See Braden, 410 U.S. at 488 (allowing petitioner to raise speedy trial claim prior to trial under 28 U.S.C. § 2241, where he had exhausted available state remedies); Stow, 389 F.3d at 886; Reem, 2017 WL 6765247, at *2 ("The exhaustion requirement addresses the same concerns of comity between federal and state courts as Younger does. See Dickerson v. State of La., 816 F.2d 220, 225-26 (5th Cir. 1987) ('The exhaustion doctrine of section 2241(c)(3) was judicially crafted on federalism grounds in order to protect the state courts' opportunity to confront and resolve initially any constitutional issues arising within their jurisdictions as well as to limit federal interference in the state adjudicatory process.').").
Carden, 626 F.2d at 83-85; https://public.courts.alaska.gov/web/covid19/docs/socj-2021-8259.pdf (Special Order 8259, reiterating that misdemeanor trials could resume on April 19, 2021).
The Court may only address Mr. Holmberg's claims after he fully exhausts the available state court remedies, and upon a showing that this Court should not abstain from addressing his claims.
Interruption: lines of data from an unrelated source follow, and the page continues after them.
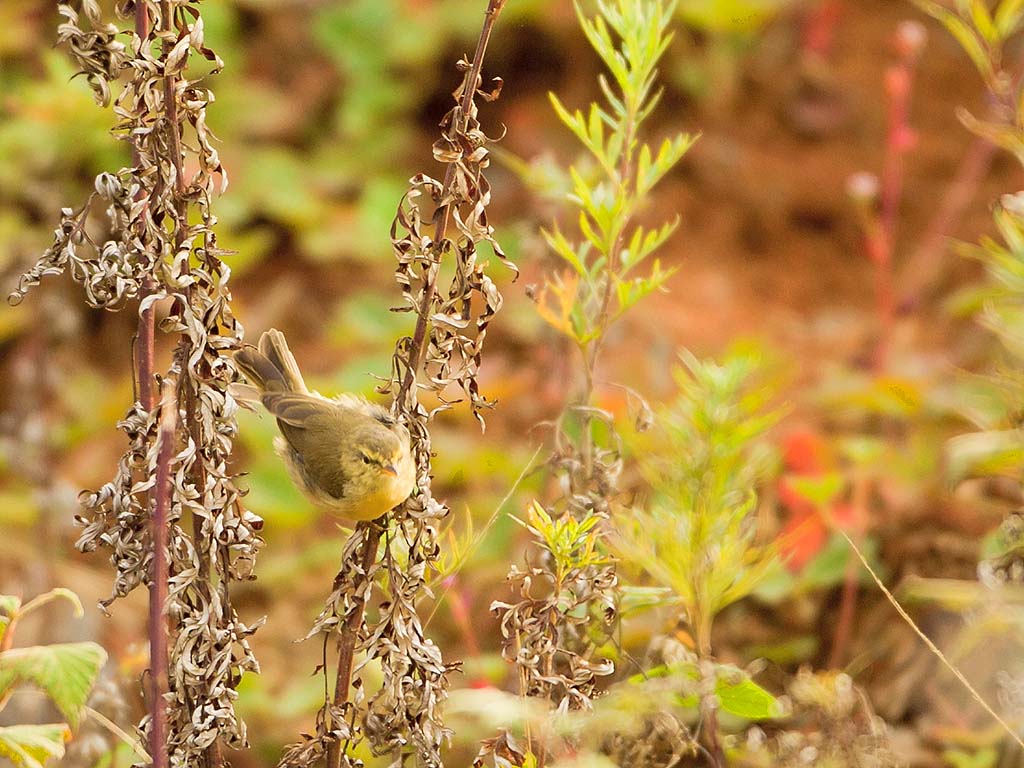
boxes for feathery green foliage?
[615,352,781,655]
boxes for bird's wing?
[263,392,351,499]
[259,328,309,394]
[263,392,339,429]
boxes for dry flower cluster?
[281,0,514,768]
[10,0,262,766]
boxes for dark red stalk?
[867,22,925,371]
[896,136,996,314]
[828,22,925,667]
[802,0,843,58]
[131,2,167,768]
[150,383,178,768]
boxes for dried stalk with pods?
[10,0,262,766]
[281,0,514,768]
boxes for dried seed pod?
[9,0,262,766]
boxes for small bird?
[234,329,416,520]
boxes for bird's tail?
[234,328,309,394]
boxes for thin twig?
[395,0,506,401]
[839,529,1024,749]
[327,0,506,768]
[327,520,384,768]
[896,136,996,314]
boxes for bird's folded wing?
[263,392,338,428]
[259,328,309,394]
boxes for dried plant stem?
[327,6,506,768]
[395,0,507,409]
[150,382,178,768]
[840,528,1024,749]
[131,3,168,768]
[327,520,384,768]
[828,474,871,669]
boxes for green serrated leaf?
[0,642,106,728]
[0,723,71,768]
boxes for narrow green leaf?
[541,224,587,278]
[0,723,71,768]
[0,595,22,616]
[971,0,999,45]
[0,642,106,728]
[786,472,846,507]
[914,0,992,82]
[19,587,85,618]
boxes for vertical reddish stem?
[150,382,178,768]
[802,0,843,58]
[132,6,167,768]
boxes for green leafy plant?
[485,0,694,765]
[538,0,695,402]
[0,589,106,768]
[613,349,781,765]
[615,352,781,656]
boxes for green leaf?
[18,587,85,618]
[715,675,783,720]
[671,662,785,720]
[0,642,106,728]
[0,723,71,768]
[946,429,1024,484]
[914,0,992,83]
[0,595,22,616]
[942,746,999,768]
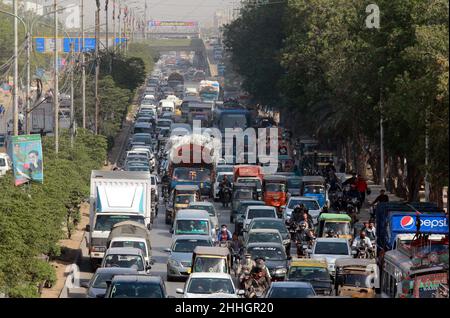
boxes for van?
[0,153,12,176]
[171,209,214,239]
[106,221,152,265]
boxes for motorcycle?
[220,187,231,208]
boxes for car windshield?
[94,214,145,231]
[103,254,144,271]
[175,194,195,204]
[314,242,349,255]
[265,183,286,192]
[172,167,211,182]
[248,232,283,243]
[234,191,253,200]
[250,219,288,234]
[288,199,320,210]
[111,241,147,255]
[91,273,116,289]
[110,282,164,298]
[238,202,264,214]
[342,273,370,288]
[288,179,301,189]
[323,222,350,235]
[248,246,286,261]
[288,266,330,281]
[216,174,233,183]
[172,240,212,253]
[267,286,314,298]
[175,220,209,235]
[194,256,227,273]
[186,278,234,294]
[247,209,276,220]
[303,186,325,194]
[238,178,261,189]
[189,204,217,216]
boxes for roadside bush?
[0,129,107,297]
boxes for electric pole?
[25,28,31,135]
[70,42,75,148]
[105,0,109,52]
[80,0,86,129]
[95,0,100,135]
[13,0,19,136]
[53,0,59,154]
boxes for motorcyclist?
[219,176,231,204]
[217,224,233,242]
[295,221,314,257]
[250,258,271,290]
[364,222,377,241]
[352,230,373,258]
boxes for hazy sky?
[46,0,240,24]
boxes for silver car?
[165,235,213,281]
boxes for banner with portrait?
[10,134,44,186]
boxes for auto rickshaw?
[263,175,287,217]
[334,258,380,298]
[191,246,231,274]
[165,184,200,224]
[317,213,353,240]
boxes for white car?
[213,172,233,200]
[307,237,352,275]
[283,197,322,224]
[176,273,244,298]
[244,205,278,230]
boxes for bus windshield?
[172,167,211,182]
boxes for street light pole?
[80,0,86,129]
[95,0,100,135]
[13,0,19,136]
[53,0,59,154]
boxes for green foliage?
[225,0,449,200]
[0,129,106,297]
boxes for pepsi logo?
[400,215,415,230]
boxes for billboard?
[391,213,448,234]
[10,134,44,186]
[148,20,198,33]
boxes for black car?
[264,282,316,298]
[230,200,265,234]
[245,243,288,280]
[105,275,168,298]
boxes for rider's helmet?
[255,258,265,269]
[298,221,308,230]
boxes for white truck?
[86,170,155,264]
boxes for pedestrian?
[356,174,368,205]
[370,189,389,206]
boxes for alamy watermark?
[168,120,278,173]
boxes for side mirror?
[175,288,184,294]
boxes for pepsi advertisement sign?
[391,214,448,234]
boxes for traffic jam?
[84,52,448,298]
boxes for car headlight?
[168,259,181,267]
[92,246,106,253]
[275,268,287,275]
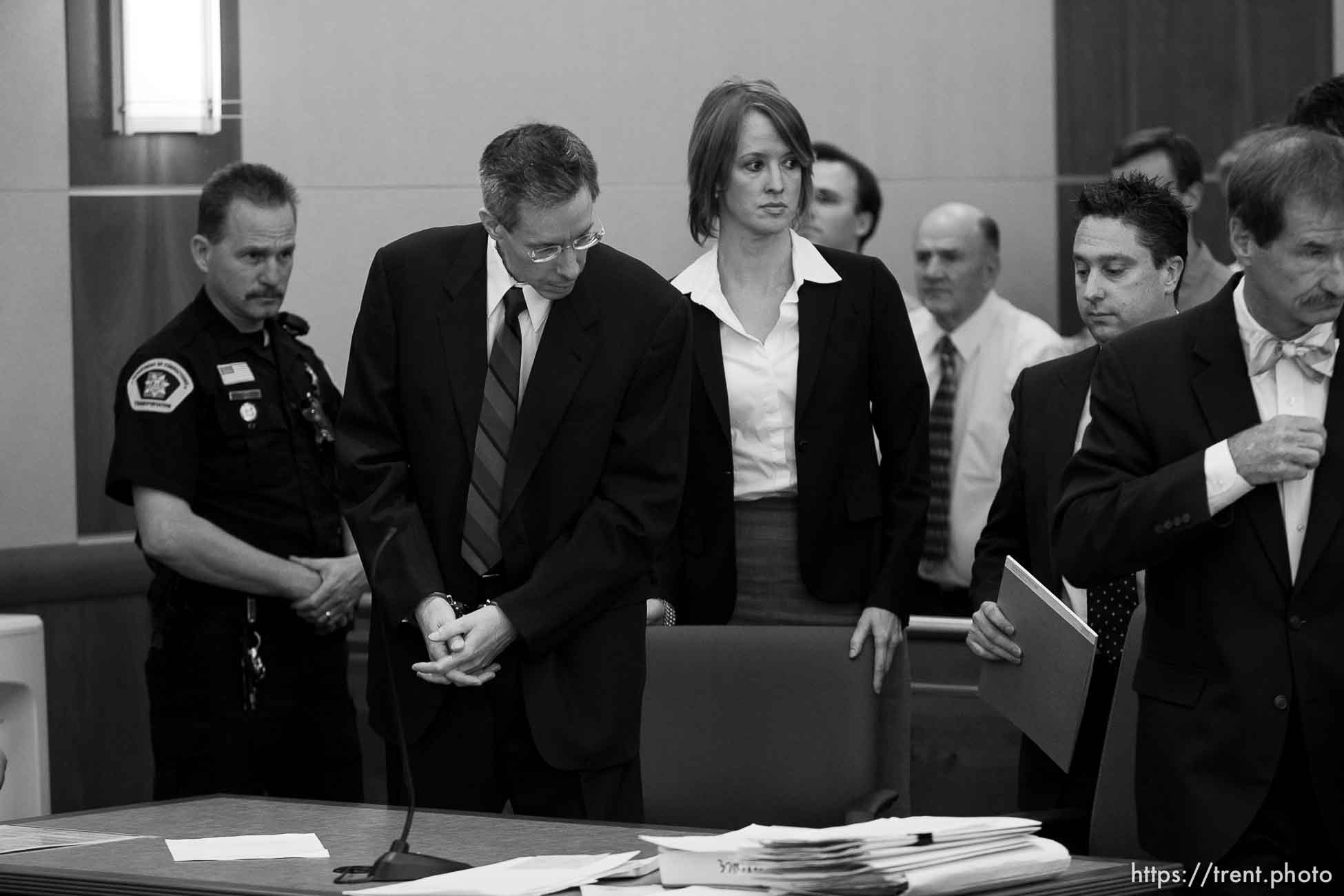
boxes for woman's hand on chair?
[849,607,904,693]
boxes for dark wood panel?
[1055,0,1333,333]
[66,0,242,187]
[70,196,201,536]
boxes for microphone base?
[368,839,471,880]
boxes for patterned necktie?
[1251,330,1336,383]
[924,333,957,563]
[1088,572,1139,664]
[462,286,527,575]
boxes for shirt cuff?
[1204,439,1255,516]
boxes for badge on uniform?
[126,357,195,414]
[215,361,256,385]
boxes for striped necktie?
[462,286,527,575]
[924,333,957,563]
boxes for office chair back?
[0,614,51,819]
[641,626,910,828]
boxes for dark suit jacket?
[660,247,928,623]
[970,345,1116,822]
[337,224,691,768]
[1054,276,1344,861]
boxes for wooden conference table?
[0,797,1177,896]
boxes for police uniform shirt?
[106,290,344,615]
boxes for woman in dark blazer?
[659,81,928,689]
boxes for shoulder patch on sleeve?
[126,357,195,414]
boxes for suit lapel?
[438,228,485,457]
[500,276,598,522]
[691,303,731,440]
[1191,276,1292,589]
[794,281,840,420]
[1294,368,1344,593]
[1044,345,1101,516]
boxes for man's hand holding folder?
[966,556,1097,771]
[966,600,1021,664]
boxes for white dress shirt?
[1204,278,1334,580]
[672,231,840,501]
[910,290,1064,589]
[1061,385,1145,622]
[485,236,551,407]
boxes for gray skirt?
[729,497,863,626]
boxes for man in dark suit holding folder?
[966,174,1187,852]
[337,123,691,821]
[1054,128,1344,892]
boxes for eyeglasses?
[527,222,606,265]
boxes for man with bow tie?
[1054,128,1344,892]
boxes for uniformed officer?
[106,163,367,801]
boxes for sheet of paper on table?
[0,825,144,855]
[164,834,331,862]
[345,849,640,896]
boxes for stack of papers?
[642,815,1068,896]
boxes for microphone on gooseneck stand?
[336,527,471,883]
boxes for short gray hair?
[480,122,598,230]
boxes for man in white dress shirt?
[1052,128,1344,892]
[907,203,1063,615]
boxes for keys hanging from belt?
[242,598,266,711]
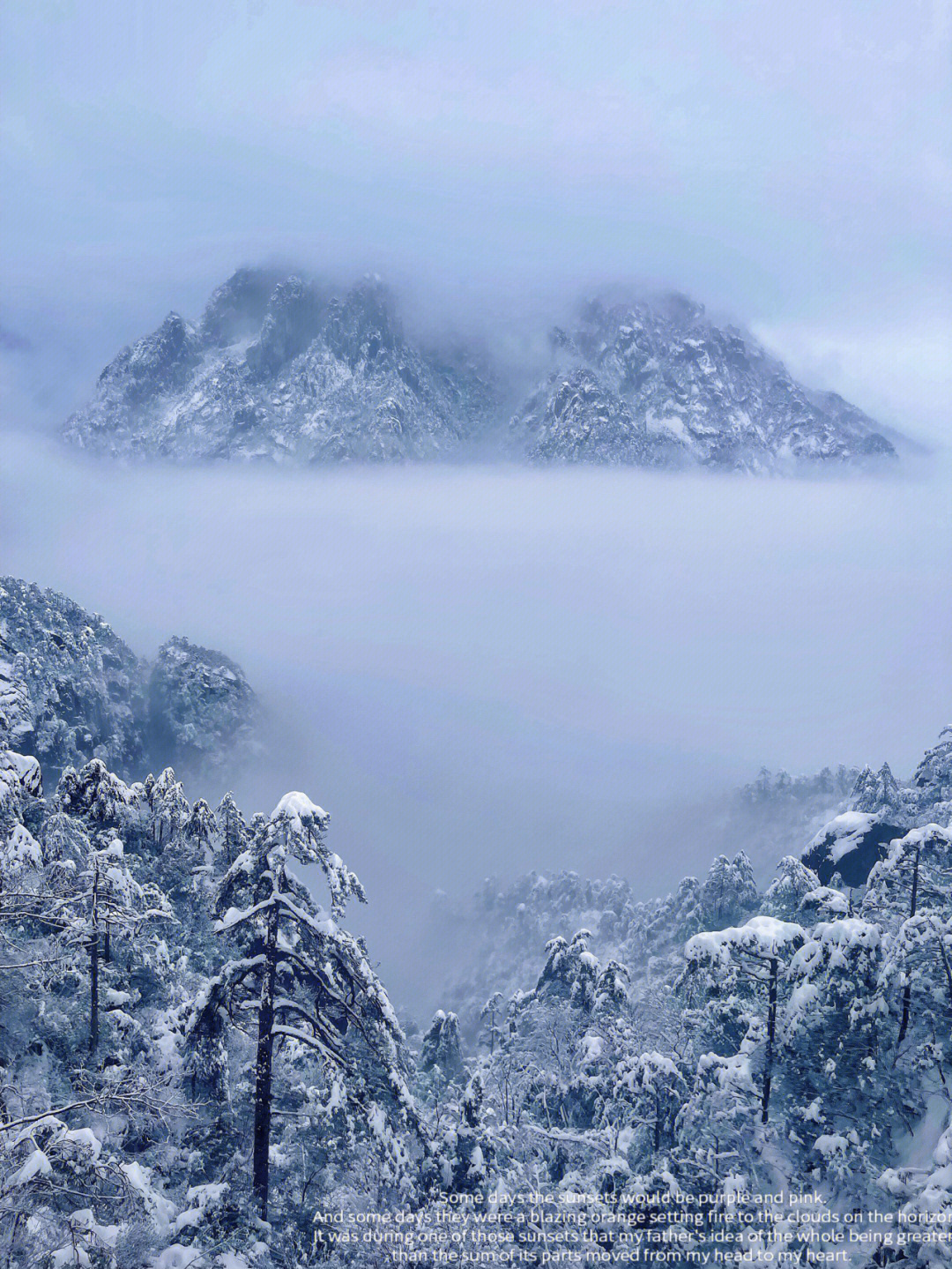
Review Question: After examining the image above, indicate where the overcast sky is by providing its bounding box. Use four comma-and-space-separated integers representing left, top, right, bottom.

See, e.g., Stack, 342 U.S. at 6-7 ("While habeas corpus is an appropriate remedy for one held in custody in violation of the Constitution, . . . 28 U.S.C.A. § 2241(c)(3), the District Court should withhold relief in this collateral habeas corpus action where an adequate remedy available in the criminal proceeding has not been exhausted.") (citation omitted); Webb v. Simpson, Case No. 3:19-CV-5561-BHS-DWC, 2020 WL 589818 at *1 (W.D. Wash. Jan. 6, 2020) (slip op.) ("Petitioner alleges his constitutional rights are being violated, including violations of his right to be free from excessive bail and his right to a speedy trial . . . . Petitioner has not shown there is an absence of available state corrective processes or that circumstances exist rendering any state process ineffective.").
Therefore, IT IS HEREBY ORDERED:
1. This case is DISMISSED without prejudice to exhausting claims in the state courts.
2. The Application to Proceed without Prepaying Fees or Costs, at Docket 3, is DENIED.
Mr. Holmberg did not file the required certified copy of his prison trust account statement, showing that he cannot afford the $5.00 filing fee in this case. Docket 3; Local Civil Rule 3.1(c)(3); Local Habeas Rule 3.1 (referring to former Local Civil Rule 4.2).
3. The Clerk of Court is directed to enter Judgment accordingly.
Dated at Anchorage, Alaska this 30th day of April, 2021.